Sur la D5 près du Barp, au sud de Bordeaux, est érigé un portique rouge, inspiré des torii japonais. Il ne représente pas l’entrée d’un temple shintoïste, mais la lutte de militants anti-nucléaire contre le projet de laser Mégajoule (LMJ), en cours de réalisation au CEA (commissariat à l’énergie atomique) du Barp. Une manifestation aura lieu vendredi midi contre l’enlèvement du torii, installé par l’association Negajoule le 6 août dernier, date anniversaire d’Hiroshima, comme « symbole du respect des victimes du nucléaire militaire et civil ». Car le conseil général de Gironde, propriétaire du terrain, exige son retrait. « Je m’attends à recevoir un recommandé pour cela », indique Jean-Marc Louvet, président de Negajoule.
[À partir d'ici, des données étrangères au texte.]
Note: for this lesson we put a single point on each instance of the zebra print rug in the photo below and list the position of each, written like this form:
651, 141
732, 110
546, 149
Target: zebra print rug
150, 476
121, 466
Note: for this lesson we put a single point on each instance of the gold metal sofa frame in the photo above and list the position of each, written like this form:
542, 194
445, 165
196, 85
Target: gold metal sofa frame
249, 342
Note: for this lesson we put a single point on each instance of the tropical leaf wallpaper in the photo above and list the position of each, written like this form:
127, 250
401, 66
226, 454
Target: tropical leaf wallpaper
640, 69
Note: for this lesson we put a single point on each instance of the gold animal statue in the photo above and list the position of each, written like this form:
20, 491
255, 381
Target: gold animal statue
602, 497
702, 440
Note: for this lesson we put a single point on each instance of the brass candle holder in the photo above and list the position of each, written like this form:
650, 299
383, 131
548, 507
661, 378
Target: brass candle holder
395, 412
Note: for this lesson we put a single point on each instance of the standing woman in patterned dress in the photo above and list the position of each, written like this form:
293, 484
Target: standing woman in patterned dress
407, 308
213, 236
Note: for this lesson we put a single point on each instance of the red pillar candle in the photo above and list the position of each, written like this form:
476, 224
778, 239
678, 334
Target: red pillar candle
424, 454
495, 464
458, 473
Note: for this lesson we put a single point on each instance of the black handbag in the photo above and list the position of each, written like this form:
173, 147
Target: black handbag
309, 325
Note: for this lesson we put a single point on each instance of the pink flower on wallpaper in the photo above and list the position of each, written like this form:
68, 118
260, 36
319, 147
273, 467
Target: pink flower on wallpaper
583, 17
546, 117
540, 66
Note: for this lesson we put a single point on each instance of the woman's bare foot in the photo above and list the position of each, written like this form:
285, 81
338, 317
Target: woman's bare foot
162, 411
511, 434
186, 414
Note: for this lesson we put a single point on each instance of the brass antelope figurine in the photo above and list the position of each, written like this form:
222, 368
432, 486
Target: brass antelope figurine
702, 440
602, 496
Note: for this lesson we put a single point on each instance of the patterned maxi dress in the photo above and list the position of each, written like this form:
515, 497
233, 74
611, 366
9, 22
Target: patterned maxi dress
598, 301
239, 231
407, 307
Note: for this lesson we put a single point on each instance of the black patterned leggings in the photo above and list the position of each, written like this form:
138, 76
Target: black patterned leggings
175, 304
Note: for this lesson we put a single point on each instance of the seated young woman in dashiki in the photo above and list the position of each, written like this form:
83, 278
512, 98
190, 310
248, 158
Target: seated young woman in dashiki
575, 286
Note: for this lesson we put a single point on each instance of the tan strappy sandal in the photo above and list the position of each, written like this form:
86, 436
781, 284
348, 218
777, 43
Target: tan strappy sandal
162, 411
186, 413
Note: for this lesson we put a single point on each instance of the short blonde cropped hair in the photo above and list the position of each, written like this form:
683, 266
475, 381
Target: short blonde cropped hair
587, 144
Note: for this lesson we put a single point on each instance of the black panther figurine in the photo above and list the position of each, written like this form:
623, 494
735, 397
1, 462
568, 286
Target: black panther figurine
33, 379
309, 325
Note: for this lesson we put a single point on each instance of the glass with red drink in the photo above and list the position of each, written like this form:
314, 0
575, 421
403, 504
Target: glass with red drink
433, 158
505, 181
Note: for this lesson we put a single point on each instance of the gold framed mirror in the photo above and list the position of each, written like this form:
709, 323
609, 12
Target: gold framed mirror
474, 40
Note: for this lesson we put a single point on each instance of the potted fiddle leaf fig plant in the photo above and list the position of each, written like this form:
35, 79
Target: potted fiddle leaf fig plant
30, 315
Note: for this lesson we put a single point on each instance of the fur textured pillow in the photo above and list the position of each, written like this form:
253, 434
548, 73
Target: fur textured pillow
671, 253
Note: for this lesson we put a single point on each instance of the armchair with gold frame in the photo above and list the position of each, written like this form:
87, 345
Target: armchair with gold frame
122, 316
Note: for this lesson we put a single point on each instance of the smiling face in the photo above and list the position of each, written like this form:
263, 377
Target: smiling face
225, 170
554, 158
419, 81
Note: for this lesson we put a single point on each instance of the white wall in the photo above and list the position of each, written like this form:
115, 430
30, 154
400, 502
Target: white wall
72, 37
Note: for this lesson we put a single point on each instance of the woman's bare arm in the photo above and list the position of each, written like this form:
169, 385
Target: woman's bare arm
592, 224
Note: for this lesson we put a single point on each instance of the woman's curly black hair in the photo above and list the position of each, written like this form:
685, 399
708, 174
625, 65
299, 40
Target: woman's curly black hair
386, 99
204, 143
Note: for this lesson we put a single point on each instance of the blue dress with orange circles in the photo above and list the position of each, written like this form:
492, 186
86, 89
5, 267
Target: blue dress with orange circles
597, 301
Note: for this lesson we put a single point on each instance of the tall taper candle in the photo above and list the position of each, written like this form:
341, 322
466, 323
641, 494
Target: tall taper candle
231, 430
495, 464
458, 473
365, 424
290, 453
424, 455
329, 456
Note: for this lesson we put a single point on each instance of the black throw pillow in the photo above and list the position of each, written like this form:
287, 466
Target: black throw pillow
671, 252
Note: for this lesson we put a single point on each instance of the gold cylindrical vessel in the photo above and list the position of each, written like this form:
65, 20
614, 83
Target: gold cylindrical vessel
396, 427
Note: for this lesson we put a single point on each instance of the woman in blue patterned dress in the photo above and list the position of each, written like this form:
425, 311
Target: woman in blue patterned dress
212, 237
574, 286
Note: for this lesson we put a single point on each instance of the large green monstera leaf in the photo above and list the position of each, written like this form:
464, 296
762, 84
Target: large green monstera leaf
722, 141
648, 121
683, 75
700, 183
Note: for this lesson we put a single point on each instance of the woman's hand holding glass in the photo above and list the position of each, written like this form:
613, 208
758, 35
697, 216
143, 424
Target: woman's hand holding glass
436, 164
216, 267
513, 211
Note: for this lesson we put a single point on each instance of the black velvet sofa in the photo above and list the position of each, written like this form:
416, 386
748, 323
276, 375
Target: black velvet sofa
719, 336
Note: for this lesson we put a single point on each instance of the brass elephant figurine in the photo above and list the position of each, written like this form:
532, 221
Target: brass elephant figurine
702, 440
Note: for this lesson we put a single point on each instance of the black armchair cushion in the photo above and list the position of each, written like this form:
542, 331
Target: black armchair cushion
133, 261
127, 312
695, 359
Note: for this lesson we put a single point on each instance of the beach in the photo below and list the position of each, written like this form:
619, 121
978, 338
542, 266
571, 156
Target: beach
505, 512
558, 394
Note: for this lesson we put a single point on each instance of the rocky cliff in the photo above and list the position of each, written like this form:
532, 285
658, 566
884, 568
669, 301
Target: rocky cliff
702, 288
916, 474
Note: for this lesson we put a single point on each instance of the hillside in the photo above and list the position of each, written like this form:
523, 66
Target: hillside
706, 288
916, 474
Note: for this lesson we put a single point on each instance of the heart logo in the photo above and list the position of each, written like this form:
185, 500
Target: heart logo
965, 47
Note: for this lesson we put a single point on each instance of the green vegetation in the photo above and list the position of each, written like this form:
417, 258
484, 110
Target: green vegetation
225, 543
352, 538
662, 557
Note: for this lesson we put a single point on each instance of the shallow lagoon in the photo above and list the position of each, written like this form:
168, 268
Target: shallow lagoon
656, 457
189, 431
Ses membres manifestent tous les 6 du mois devant le LMJ pour « lever la chape de silence ».

«Fantasmes» selon le chef du projet Mégajoule

Le laser vise à « recréer, en laboratoire, des conditions thermodynamiques semblables à celles rencontrées lors du fonctionnement d’une arme ». « On a déménagé Mururoa au Barp », résume Jean-Marc Louvet. Le laser est en effet une conséquence de la fin des essais nucléaires dans le Pacifique. La France, qui n’a pas renoncé à la dissuasion, doit désormais simuler le fonctionnement de la bombe. D’où le LMJ, projet de 3 milliards d’euros mobilisant 200 personnes. « On va se servir de l’énergie apportée par 4 lasers sur de toutes petites cibles pour amener ces objets en fusion et voir comment la matière se comporte », explique Pierre Vivini, chef du projet Megajoule. Les premiers tirs devraient avoir lieu « fin 2 014 », selon Pierre Vivini, qui dénonce les « fantasmes » des opposants. Ceux-ci redoutent notamment que le LMJ serve au développement de petites armes de première frappe, et non plus de dissuasion, et mette la France en porte à faux dans les prochaines négociations internationales sur le désarmement nucléaire. Le CEA souligne que le laser sera aussi ouvert à des usages scientifiques civils.